Process of uncovering insights from data
- Clarifying the problem
- Collecting the data
- Analyzing the data
- Recognizing patterns
- Storytelling based on the data
- Visualizing the data
What is an algorithm?
A set of step-by-step instructions to solve a problem or complete a task.
What is a model?
A representation of the relationships and patterns found in data to make predictions or analyze complex systems retaining essential elements needed for analysis.
What are outliers?
When a data point or points occur significantly outside of most of the other data in a data set, potentially indicating anomalies, errors, or unique phenomena that could impact statistical analysis or modeling.
What is quantitative analysis?
A systematic approach using mathematical and statistical analysis is used to interpret numerical data.
What is structured data?
Data is organized and formatted into a predictable schema, usually related tables with rows and columns.
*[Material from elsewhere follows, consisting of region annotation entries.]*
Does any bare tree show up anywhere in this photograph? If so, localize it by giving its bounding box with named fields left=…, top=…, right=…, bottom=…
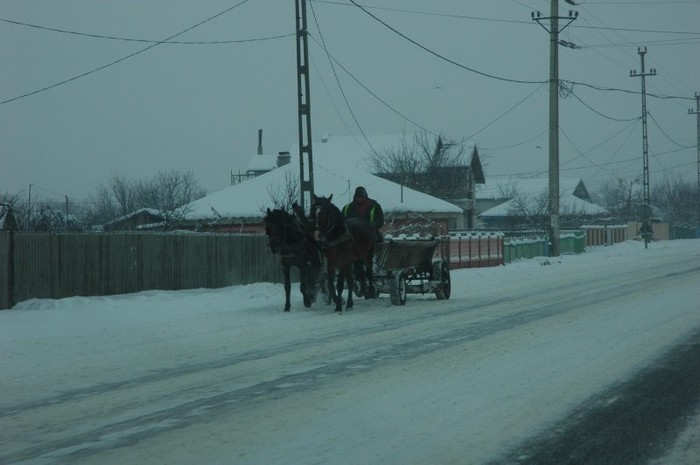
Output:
left=260, top=171, right=301, bottom=212
left=146, top=170, right=201, bottom=230
left=84, top=170, right=204, bottom=229
left=603, top=176, right=643, bottom=221
left=370, top=132, right=476, bottom=199
left=0, top=192, right=29, bottom=229
left=651, top=176, right=697, bottom=227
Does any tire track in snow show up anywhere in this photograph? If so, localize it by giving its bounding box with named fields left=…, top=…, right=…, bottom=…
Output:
left=5, top=262, right=700, bottom=464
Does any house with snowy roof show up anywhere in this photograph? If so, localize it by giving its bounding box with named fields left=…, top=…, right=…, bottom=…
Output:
left=0, top=203, right=18, bottom=231
left=181, top=148, right=463, bottom=233
left=290, top=134, right=485, bottom=229
left=477, top=177, right=607, bottom=227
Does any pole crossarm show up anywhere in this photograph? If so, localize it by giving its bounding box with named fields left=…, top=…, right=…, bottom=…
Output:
left=630, top=47, right=656, bottom=249
left=531, top=0, right=578, bottom=257
left=296, top=0, right=314, bottom=208
left=688, top=92, right=700, bottom=228
left=530, top=11, right=578, bottom=34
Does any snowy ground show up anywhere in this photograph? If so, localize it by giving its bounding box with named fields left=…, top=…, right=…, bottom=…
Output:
left=0, top=240, right=700, bottom=465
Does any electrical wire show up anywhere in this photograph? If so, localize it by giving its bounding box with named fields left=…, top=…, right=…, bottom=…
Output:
left=0, top=0, right=250, bottom=105
left=647, top=111, right=697, bottom=149
left=350, top=0, right=548, bottom=84
left=0, top=18, right=295, bottom=45
left=467, top=84, right=544, bottom=139
left=309, top=34, right=437, bottom=136
left=309, top=0, right=377, bottom=154
left=570, top=86, right=641, bottom=122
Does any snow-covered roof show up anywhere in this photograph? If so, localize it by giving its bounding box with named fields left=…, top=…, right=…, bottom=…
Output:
left=184, top=155, right=462, bottom=221
left=476, top=177, right=582, bottom=199
left=479, top=189, right=608, bottom=218
left=246, top=154, right=277, bottom=171
left=104, top=208, right=162, bottom=226
left=289, top=133, right=482, bottom=173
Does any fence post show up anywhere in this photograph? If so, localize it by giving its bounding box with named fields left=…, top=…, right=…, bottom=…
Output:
left=0, top=230, right=15, bottom=310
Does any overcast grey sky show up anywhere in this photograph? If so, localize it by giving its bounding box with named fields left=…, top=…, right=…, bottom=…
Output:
left=0, top=0, right=700, bottom=200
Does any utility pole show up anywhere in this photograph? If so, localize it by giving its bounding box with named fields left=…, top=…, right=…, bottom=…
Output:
left=296, top=0, right=314, bottom=209
left=630, top=47, right=656, bottom=249
left=532, top=0, right=578, bottom=257
left=688, top=92, right=700, bottom=232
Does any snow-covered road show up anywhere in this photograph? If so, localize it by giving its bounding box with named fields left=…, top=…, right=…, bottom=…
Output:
left=0, top=240, right=700, bottom=465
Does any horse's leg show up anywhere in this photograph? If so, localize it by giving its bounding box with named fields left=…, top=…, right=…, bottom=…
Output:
left=298, top=264, right=311, bottom=308
left=352, top=260, right=367, bottom=297
left=335, top=267, right=344, bottom=313
left=326, top=265, right=343, bottom=312
left=344, top=262, right=355, bottom=310
left=282, top=265, right=292, bottom=312
left=365, top=251, right=377, bottom=299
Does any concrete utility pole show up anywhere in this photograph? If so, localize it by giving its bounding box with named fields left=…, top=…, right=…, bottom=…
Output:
left=296, top=0, right=314, bottom=208
left=532, top=0, right=578, bottom=257
left=688, top=92, right=700, bottom=231
left=630, top=47, right=656, bottom=249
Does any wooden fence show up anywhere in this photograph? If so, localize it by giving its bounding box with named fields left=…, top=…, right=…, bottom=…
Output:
left=0, top=231, right=283, bottom=309
left=0, top=230, right=618, bottom=309
left=449, top=233, right=504, bottom=269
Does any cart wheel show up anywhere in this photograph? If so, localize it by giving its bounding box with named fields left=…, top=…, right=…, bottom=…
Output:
left=319, top=273, right=333, bottom=305
left=389, top=273, right=406, bottom=305
left=433, top=261, right=452, bottom=300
What is unstructured data?
Unorganized data that lacks a predefined data model or organization making it harder to analyze using traditional methods. This data type often includes text, images, videos, and other content that doesn’t fit neatly into rows and columns like structured data.
Data file type
A computer file configuration that is designed to store data in a specific way.
Data format
How data is encoded so it can be stored within a data file type.
Data visualization
A visual way, such as a graph, of representing data in a readily understandable way makes it easier to see trends in the data.
Hadoop
An open-source framework designed to store and process large datasets across clusters of computers.
Jupyter notebooks
A computational environment that allows users to create and share documents containing code, equations, visualizations, and explanatory text. See Python notebooks.
Nearest neighbor
A machine learning algorithm that predicts a target variable based on its similarity to other values in the dataset.
Neural networks
A computational model used in deep learning that mimics the structure and functioning of the human brain’s neural pathways. It takes an input, processes it using previous learning, and produces an output.